Advice to Senior Management
Improve software, rates, advertisements, and be more clear on goals and time line for production to stay employed.
Pros
A spacious campus with sizable cubicles, rivaling the size of many offices in the corporate world, in climate-controlled buildings. Free-flowing budgets meant new computers on a semi-regular basis. Numerous friendships and acquaintances were possible, if your job description had you working with multiple divisions and the agents.Merit increases every year, from a manager who was fair, knowledgeable, and sensitive to time-off needs (thought not allowed to grant comp time). Depending on the leadership, you may even be allowed to speak at both national and international conferences, and attend national conferences once a year.
Cons
More often than not, management was selected not based on their leadership capabilities, but based on their (female) gender. "Diversity" is nothing more than the center-square in buzzword bingo.

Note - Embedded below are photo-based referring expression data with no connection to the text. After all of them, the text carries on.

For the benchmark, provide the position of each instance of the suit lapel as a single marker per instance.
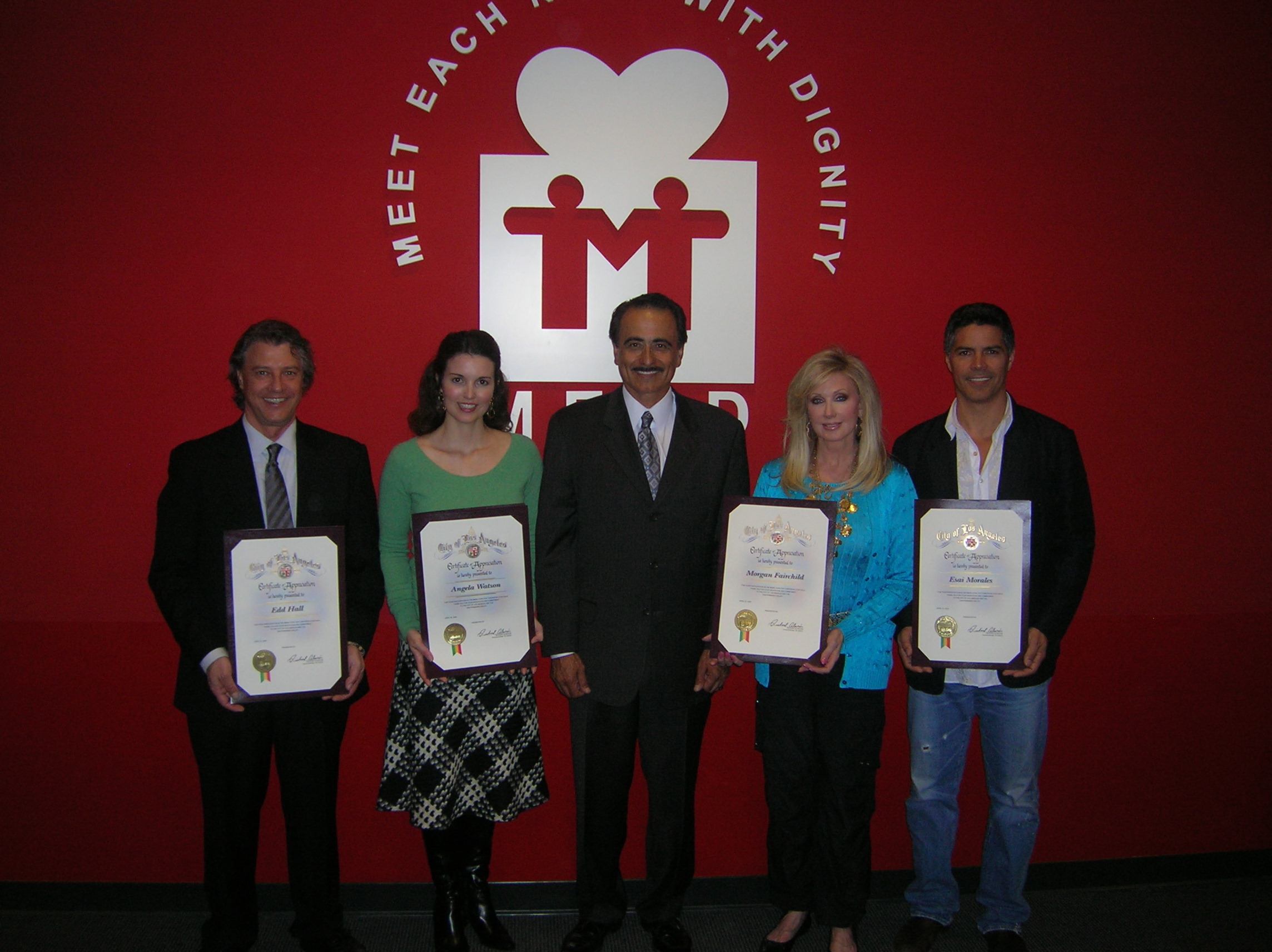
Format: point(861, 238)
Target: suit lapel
point(311, 477)
point(241, 490)
point(679, 453)
point(621, 442)
point(1012, 477)
point(944, 464)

Mini-empires reign in many areas of the company, preventing real change from happening, and those same managers mentioned above engaged in activities of questionable legality to retain their positions, at the expense of even the most talented and gifted staff member, even taking credit for successful projects they had no documented involvement in.
The only way to survive (no thrive. It's not in the handbook) is to keep moving around within the company. If you try to put roots down in any one area for too long, either a social-climbing management wannabe or one of their sycophants will find you and use you to elevate themselves, at the expense of your job.
Advice to Senior Management
"Leadership is the art of accomplishing more than the science of management says is possible." --Colin Powell.
You still don't grasp the crucial difference between the two, which would explain the utter failure of the Talent Management initiative and abrupt departure of the Leadership Learning department's director. It is why you continue to fail at attracting younger customers, younger employees, and actual recognition. it is why other insurers are leaving you in the dust, as you jettison division after division and why one of them will eventually come in any buy up whatever is left.